The diabetes association has yet to acknowledge this sizable body of scientific evidence. Its current guidelines find “no conclusive evidence” to recommend a specific carbohydrate limit. The organization even tells people with diabetes to maintain carbohydrate consumption, so that patients on insulin don’t see their blood sugar fall too low. That condition, known as hypoglycemia, is indeed dangerous, yet it can better be avoided by restricting carbs and eliminating the need for excess insulin in the first place. Encouraging patients with diabetes to eat a high-carb diet is effectively a prescription for ensuring a lifelong dependence on medication.

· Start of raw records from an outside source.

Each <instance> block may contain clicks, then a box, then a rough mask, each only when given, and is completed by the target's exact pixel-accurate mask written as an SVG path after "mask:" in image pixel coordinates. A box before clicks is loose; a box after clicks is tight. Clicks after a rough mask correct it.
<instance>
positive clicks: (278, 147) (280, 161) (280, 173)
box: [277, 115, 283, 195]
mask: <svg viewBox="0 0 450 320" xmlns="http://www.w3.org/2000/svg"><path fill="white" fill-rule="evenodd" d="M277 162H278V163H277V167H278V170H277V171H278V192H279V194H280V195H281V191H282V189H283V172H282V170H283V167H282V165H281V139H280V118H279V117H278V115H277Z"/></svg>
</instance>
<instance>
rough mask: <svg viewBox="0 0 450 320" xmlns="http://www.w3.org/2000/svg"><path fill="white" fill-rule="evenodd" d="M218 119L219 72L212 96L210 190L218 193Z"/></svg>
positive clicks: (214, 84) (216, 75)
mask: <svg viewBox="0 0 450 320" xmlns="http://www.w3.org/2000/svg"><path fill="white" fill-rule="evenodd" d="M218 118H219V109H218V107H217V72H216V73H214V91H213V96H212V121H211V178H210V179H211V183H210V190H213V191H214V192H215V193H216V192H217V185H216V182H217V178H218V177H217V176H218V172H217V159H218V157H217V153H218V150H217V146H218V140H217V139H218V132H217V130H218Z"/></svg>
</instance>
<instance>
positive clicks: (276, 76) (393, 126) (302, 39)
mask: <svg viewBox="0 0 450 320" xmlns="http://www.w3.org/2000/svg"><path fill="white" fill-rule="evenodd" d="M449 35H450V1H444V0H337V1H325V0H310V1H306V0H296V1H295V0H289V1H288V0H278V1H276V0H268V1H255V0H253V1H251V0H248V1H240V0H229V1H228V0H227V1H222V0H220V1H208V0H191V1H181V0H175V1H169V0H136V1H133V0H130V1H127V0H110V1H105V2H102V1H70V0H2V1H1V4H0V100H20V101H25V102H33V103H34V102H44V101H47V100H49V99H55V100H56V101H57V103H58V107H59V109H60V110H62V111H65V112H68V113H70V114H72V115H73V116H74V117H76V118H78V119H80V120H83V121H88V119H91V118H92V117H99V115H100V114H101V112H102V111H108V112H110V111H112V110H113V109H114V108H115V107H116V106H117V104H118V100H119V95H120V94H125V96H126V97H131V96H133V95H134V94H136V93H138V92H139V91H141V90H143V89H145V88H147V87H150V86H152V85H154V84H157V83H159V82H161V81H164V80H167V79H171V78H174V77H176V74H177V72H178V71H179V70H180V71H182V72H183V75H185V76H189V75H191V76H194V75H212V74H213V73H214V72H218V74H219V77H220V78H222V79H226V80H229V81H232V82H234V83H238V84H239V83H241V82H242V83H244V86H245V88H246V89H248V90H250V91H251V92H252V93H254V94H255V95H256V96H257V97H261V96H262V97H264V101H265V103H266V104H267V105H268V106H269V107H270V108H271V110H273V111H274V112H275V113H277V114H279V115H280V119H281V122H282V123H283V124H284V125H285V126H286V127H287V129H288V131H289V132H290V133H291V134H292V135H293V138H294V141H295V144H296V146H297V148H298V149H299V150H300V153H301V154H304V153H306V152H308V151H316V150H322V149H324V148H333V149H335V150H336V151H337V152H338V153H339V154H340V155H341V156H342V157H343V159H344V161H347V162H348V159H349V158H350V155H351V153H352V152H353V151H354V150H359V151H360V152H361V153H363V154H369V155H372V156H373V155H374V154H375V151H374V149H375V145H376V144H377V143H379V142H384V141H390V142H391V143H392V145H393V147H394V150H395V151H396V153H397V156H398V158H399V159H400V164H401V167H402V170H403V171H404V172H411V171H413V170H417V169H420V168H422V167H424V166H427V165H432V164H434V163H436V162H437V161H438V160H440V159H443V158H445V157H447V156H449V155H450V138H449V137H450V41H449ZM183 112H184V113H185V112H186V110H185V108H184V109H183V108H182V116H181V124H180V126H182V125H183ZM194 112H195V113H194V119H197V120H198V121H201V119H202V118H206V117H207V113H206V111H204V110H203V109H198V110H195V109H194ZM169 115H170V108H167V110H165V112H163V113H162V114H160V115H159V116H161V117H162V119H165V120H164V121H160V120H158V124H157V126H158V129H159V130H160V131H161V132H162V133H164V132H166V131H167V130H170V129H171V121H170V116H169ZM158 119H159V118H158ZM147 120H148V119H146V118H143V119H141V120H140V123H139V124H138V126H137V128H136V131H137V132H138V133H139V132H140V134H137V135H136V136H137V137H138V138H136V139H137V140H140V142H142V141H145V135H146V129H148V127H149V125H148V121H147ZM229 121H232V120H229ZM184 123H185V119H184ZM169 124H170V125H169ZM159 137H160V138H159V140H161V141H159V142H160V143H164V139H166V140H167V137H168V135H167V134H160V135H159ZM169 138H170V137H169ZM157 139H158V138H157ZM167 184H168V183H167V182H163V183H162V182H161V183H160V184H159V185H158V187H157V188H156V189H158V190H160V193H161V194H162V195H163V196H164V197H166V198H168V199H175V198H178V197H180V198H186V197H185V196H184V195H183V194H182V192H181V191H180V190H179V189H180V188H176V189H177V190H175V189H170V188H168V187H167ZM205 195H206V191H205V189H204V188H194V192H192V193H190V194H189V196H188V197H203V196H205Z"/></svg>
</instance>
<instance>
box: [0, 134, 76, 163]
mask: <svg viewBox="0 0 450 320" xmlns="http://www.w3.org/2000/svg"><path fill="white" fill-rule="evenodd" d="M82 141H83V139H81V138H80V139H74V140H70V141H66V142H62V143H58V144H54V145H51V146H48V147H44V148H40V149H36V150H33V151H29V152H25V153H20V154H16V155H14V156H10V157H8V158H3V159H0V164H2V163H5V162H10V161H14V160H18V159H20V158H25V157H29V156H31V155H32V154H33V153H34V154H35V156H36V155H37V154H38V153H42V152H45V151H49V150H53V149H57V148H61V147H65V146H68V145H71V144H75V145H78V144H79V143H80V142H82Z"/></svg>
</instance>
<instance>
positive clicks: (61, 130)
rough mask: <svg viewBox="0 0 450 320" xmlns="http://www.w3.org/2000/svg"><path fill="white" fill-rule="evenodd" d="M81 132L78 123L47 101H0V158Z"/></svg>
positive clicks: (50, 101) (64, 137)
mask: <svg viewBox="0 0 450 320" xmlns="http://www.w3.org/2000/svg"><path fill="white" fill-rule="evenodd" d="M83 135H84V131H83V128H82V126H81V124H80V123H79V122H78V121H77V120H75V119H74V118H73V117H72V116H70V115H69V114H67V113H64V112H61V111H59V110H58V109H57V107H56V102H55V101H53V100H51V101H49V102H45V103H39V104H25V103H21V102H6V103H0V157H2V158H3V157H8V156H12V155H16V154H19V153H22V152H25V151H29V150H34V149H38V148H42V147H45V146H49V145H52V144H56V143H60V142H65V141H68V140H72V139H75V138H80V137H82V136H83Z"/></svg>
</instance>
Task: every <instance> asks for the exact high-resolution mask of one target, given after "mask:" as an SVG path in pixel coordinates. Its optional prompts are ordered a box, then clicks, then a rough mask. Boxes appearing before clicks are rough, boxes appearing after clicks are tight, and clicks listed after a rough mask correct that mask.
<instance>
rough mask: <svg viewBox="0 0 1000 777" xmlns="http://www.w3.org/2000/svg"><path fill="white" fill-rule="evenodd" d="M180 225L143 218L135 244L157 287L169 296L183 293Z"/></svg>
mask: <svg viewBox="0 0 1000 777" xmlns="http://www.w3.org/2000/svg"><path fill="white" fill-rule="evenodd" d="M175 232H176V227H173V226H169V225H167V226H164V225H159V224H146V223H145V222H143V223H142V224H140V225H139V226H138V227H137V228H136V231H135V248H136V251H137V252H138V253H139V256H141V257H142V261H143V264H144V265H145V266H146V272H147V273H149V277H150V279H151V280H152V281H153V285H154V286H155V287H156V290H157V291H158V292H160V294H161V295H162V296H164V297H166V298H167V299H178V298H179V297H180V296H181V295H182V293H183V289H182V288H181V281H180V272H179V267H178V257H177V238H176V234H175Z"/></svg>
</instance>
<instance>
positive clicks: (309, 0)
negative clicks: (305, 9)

At the annual diabetes association convention in New Orleans this summer, there wasn’t a single prominent reference to low-carb treatment among the hundreds of lectures and posters publicizing cutting-edge research. Instead, we saw scores of presentations on expensive medications for blood sugar, obesity and liver problems, as well as new medical procedures, including that stomach-draining system, temptingly named AspireAssist, and another involving “mucosal resurfacing” of the digestive tract by burning the inside of the duodenum with a hot balloon.
We owe our patients with diabetes more than a lifetime of insulin injections and risky surgical procedures. To combat diabetes and spare a great deal of suffering, as well as the $322 billion in diabetes-related costs incurred by the nation each year, doctors should follow a version of that timeworn advice against doing unnecessary harm — and counsel their patients to first, do low carbs.
Sarah Hallberg is medical director of the weight loss program at Indiana University Health Arnett, adjunct professor at the school of medicine, director of the Nutrition Coalition and medical director of a start-up developing nutrition-based medical interventions. Osama Hamdy is the medical director of the obesity and inpatient diabetes programs at the Joslin Diabetes Center at Harvard Medical School.